American Cherokee artist (1933–2021)

Lena Marie Blackbird (August 23, 1933 – December 6, 2021) was an American Cherokee artist who lived in Tahlequah, Oklahoma. She was best known for her Cherokee double-walled basket weaving. She was the first of the Cherokee basket makers to decorate the tops of her baskets and incorporate vases within her baskets. Blackbird's customary artist mark is seen in a chain pattern on the top of her baskets.

==Early life==
Lena Blackbird was raised by her parents in Cherokee County, Oklahoma, where she attended school until grade eight. Blackbird was the sixth of eight children in the family. Her first language was Cherokee, making school in English a difficult task. After leaving school, she worked on the farm where the family lived. Her earliest exposure to the arts was in helping her mother sew quilt tops at church for missions work.

In 1986, Blackbird began work as a demonstrator at the Tsa-La-Gi Village at the Cherokee Heritage Center. It was there that she first learned the art of basket weaving. Blackbird learned using commercial reed from the other women that demonstrated the art for tourists. Almost immediately after she learned how to weave baskets, Blackbird began selling her artwork.

==Style==
Blackbird's baskets are notable because she began adorning the top with acorns which caught on with other artists. Blackbird typically worked with commercial reed and honeysuckle rather than using the traditional natural reed.

==Awards==
In 1996, Blackbird took the grand prize at the Art under the Oaks competition in Muskogee, Oklahoma, for her first basket entered in a show. The same year, she received the Cherokee Master Craftsman Award in basketry. The award, which launched in 1988, honors Cherokee who have perfected a traditional Cherokee cultural craft.
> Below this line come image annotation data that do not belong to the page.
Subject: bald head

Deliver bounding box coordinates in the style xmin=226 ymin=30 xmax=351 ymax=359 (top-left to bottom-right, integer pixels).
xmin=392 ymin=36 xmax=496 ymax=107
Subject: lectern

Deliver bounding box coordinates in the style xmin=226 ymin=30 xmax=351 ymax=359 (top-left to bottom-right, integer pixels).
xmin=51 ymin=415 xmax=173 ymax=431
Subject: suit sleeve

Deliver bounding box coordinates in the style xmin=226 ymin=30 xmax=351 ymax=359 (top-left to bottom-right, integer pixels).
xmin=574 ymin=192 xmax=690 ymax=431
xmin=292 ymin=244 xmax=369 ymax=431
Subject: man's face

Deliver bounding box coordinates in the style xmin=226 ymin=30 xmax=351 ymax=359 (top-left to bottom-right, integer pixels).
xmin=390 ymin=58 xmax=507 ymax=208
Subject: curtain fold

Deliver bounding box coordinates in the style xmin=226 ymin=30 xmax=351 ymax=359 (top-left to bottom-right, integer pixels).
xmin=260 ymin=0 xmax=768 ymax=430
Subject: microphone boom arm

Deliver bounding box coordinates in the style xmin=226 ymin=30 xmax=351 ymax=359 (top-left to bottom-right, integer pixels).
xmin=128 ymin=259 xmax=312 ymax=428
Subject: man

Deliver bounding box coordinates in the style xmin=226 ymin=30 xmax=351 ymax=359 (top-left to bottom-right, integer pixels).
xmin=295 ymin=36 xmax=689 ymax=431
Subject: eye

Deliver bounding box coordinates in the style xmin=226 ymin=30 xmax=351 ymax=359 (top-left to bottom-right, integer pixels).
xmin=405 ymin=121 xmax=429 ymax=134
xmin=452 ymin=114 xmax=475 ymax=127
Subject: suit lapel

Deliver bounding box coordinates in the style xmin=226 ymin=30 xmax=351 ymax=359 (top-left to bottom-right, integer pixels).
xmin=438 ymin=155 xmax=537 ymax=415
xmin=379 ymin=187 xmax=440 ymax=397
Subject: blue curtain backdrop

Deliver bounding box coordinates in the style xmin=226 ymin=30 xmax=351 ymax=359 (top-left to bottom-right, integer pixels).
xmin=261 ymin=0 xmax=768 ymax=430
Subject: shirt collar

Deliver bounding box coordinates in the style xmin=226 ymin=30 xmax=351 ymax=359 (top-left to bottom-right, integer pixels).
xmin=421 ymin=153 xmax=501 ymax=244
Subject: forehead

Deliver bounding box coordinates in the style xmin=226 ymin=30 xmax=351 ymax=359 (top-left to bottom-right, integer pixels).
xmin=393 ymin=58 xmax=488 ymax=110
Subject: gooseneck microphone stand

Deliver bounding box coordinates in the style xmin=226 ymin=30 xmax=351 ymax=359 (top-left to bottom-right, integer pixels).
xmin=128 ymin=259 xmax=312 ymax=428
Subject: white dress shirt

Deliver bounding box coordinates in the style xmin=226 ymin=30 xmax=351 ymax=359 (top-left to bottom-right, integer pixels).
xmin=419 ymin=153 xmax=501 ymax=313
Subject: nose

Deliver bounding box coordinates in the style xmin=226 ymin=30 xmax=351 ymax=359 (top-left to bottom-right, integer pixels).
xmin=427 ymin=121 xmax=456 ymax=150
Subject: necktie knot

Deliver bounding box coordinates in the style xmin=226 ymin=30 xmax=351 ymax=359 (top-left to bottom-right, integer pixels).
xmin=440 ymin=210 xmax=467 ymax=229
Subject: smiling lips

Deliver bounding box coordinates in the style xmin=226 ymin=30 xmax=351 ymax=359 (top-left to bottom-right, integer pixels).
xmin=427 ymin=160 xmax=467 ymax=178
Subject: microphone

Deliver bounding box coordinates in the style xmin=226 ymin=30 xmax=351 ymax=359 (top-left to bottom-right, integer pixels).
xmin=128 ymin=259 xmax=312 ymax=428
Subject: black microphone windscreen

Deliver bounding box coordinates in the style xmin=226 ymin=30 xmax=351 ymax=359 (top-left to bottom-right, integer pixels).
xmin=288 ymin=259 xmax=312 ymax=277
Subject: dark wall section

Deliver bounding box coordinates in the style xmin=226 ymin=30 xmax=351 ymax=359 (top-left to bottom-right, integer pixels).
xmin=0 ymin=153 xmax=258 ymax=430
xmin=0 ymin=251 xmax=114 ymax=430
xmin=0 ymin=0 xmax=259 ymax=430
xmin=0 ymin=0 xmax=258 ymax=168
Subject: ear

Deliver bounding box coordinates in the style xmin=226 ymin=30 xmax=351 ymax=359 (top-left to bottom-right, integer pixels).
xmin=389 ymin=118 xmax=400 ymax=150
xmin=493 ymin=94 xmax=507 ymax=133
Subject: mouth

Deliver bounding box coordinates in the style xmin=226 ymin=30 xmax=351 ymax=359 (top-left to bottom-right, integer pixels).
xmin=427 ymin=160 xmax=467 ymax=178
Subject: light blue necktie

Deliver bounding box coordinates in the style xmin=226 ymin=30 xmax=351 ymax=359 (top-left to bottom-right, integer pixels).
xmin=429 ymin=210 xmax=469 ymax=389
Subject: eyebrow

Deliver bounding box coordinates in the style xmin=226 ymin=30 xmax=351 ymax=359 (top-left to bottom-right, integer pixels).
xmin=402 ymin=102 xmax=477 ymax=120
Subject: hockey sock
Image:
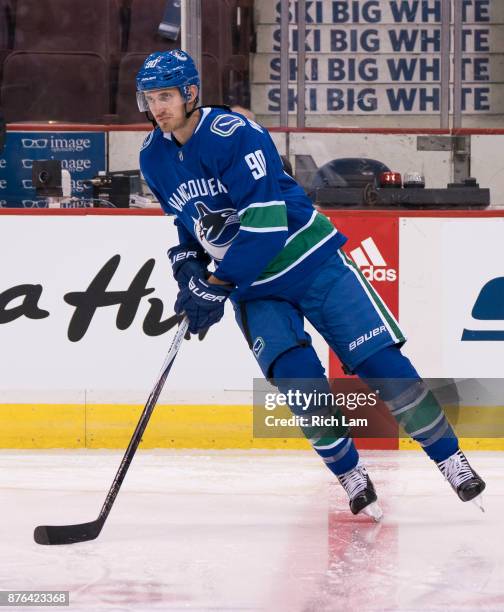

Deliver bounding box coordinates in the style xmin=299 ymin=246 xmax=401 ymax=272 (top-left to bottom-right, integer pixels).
xmin=272 ymin=346 xmax=359 ymax=475
xmin=355 ymin=346 xmax=458 ymax=461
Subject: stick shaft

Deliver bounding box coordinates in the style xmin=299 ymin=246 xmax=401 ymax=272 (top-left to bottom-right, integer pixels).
xmin=98 ymin=318 xmax=189 ymax=523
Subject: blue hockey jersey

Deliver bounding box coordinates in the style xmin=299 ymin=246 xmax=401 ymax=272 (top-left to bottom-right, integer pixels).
xmin=140 ymin=108 xmax=346 ymax=301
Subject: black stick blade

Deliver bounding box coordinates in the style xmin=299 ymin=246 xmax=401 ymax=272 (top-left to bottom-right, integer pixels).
xmin=33 ymin=519 xmax=104 ymax=545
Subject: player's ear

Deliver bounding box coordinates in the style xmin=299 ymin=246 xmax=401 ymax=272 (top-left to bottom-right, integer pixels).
xmin=188 ymin=85 xmax=198 ymax=104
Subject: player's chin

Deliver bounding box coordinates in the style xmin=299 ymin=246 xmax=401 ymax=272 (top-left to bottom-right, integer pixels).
xmin=156 ymin=118 xmax=176 ymax=132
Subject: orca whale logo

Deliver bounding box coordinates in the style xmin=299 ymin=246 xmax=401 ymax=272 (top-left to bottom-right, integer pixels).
xmin=461 ymin=276 xmax=504 ymax=341
xmin=194 ymin=202 xmax=240 ymax=261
In 1998, she was named a Cherokee National Living Treasure for her basket weaving skill.

In 2001, Blackbird earned special merit for her honeysuckle basket at the Cherokee National Museum’s Trail of Tears Art Show and first place in the basketry division of the Cherokee Homecoming Art Show. Later the same year, she received the Cherokee Medal of Honor. The award was established in 1999 to recognize significant contributions to society by those of Cherokee descent.

Blackbird was honored again in 2004 at the ninth annual Cherokee Homecoming Art Show for her piece, Let Freedom Ring, which took first place in the contemporary division of basketry. Entry at this show is limited to artists who have membership in the Cherokee Nation, United Keetoowah Band or Eastern Band of Cherokees.

==Death==
Blackbird died at the age of 88 on December 6, 2021, in Cherokee County, Oklahoma. She was laid to rest at Bill Batt Cemetery.